The super-rich tend to be compulsive market “players.” In other words, they have lots going on and using age-old financial wisdom generally do so using someone else’s money. When the economic cycle turns sharply down some of the balls in the air thud painfully to earth. What to do? – well, you sell your third or fifth house and (reluctantly) put your floating pride and joy on the market.
How long before balls start thudding to earth? Perhaps another year or two. Perhaps not. If you really fancy yourself reclining in luxury on your own 100 meter slice of indulgence we suggest that there may be a few cut-price bargains around in the next few years. That is, if you can call something a bargain that takes half a million dollars or more to fill with fuel before you leave the dock. Then again, you could just charter one for a week and write the astronomical charter cost off as a deposit on a dream.
The final word
Over long periods of measurement (20 years or more) equities in the major developed markets have tended to provide fairly consistent returns — usually between 5 and 7% compound per annum – including income.

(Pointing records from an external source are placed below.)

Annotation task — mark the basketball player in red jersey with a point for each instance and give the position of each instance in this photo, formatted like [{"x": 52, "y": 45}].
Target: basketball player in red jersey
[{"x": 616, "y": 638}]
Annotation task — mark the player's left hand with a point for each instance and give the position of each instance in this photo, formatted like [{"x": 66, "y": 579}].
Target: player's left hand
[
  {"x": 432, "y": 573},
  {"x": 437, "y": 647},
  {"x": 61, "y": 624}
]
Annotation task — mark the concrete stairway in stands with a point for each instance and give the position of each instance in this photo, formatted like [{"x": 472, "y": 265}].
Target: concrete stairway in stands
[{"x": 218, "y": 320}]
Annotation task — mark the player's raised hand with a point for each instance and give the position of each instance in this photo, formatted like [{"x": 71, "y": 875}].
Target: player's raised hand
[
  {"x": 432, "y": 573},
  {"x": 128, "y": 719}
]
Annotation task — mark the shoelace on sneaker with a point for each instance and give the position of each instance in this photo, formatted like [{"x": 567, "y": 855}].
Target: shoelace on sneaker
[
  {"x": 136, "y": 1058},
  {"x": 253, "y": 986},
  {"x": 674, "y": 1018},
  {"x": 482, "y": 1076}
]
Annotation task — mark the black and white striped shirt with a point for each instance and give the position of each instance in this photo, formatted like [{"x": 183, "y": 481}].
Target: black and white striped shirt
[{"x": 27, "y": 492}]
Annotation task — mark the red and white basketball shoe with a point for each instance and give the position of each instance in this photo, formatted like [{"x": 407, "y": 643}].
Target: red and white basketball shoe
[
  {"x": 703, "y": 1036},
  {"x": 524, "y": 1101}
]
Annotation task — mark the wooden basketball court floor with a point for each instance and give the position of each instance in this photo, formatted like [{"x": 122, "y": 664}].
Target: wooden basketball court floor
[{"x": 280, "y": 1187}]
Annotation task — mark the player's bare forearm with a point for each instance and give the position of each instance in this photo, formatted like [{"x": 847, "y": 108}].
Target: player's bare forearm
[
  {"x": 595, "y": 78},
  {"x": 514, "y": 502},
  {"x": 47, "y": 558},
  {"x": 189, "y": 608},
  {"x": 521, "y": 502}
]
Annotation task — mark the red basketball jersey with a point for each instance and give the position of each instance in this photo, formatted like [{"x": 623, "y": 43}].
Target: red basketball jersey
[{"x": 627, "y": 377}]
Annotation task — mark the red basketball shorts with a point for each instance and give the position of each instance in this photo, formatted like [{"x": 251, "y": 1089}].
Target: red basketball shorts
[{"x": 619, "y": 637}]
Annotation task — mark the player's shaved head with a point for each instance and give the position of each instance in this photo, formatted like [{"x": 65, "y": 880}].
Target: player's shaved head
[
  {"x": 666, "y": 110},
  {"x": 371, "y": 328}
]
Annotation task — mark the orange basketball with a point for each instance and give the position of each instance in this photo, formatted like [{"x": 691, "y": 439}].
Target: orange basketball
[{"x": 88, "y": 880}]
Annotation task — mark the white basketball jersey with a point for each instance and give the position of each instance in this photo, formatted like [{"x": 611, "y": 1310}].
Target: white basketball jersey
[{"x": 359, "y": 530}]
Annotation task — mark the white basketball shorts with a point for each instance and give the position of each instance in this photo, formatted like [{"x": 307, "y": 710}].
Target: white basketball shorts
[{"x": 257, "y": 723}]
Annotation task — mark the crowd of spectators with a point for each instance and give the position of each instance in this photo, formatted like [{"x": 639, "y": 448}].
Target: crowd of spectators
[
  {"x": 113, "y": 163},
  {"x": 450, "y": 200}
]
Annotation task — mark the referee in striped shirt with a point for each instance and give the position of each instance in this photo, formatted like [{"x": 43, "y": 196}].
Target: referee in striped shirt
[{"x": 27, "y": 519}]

Over the last 20 years, however, returns haven’t matched the past. Were you aware, for example, that in the first decade of this century most developed markets provided a negative nominal return — including income? One of the better performers was the U.S. market but even it generated a negative number. The S&P 500 index, including income, fell by 9.1% over the 10 years to December 2009 (annualized fall of 0.95%). Of course, the current decade, which we are 92.5% of the way through, has seen a marked recovery, generating a total return on the S&P 500 to March 31 of 208% or 12.9% p.a. (all data from Thomson Reuters Datastream). Rolling the two decades together we find that the total return has been 180% or 5.5% p.a. If we deduct inflation which has averaged around 2.2% it suggests the real return over 20 years has averaged little more than 3% p.a. – quite a bit lower than in the past.
So what has changed? It seems to us that the main difference is a lower income component in the total return. Since the mid-1990s the dividend yield on the S&P 500 has averaged at least a full percentage point less than the average dividend yield of the past. This deficiency has not been made up by faster profit growth which could be expected to lead to more rapid market appreciation.
Of course interest rates are much lower than in the past but so is economic growth (and trending lower). We are, in a nutshell, in a low growth, low return world. And, importantly, a heavily indebted world. Some would go so far as to suggest that a classic debt deflation is ahead – negative inflation, non-existent interest rates, economic stagnation. Others would suggest that central banks will blow up an inflation bubble (or try to) in an effort to shrink indebtedness in real terms.
Anything is possible as we haven’t previously lived through economic times similar to the current but we’d prefer to simply stick to the low growth, low return outlook. We’d like to see higher dividend yields to compensate for lower stock market returns. This would suggest a one-off market reset (lower share prices). But the vested interests will fight that tooth and nail.
So be prepared for dull market returns. Should this trend continue you could expect to earn next-to-nothing after inflation on fixed interest (or less than nothing) while equities are priced for “normal” economic conditions. And we don’t have anything close to “normal.” What fun the next decade could be.